In various embodiments, a cap dropper may be used to provide purge liquid to the lumen of the purge swab. In various embodiments, the cap dropper includes a cap having a rubber bulb and a tube extending from the bulb and through the cap (e.g., a Pasteur pipette). In various embodiments, a syringe may be used to provide purge liquid to the system via the cap. In various embodiments, where the purge liquid is contained within the cap or the swab itself, a locking system may be used to ensure the purge liquid cannot be activated prematurely.
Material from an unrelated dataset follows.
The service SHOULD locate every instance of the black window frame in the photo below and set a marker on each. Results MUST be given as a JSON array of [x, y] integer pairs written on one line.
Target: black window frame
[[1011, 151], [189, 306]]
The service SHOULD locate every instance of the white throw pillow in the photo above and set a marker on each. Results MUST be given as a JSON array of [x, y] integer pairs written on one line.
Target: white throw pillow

In various embodiments, the locking system may include a frangible piece of material (e.g., plastic) that requires a predetermined amount of force to break. In various embodiments, the locking system may include a pin (e.g., split pin, cotter pin, etc.). Premature purging could result in redundancy of the swab, loss of the sample, or jetting of the liquid into the patient during sample collection. In various embodiments, when a locking system is included, purging may only occur after capping the purge swab into its associated collection tube.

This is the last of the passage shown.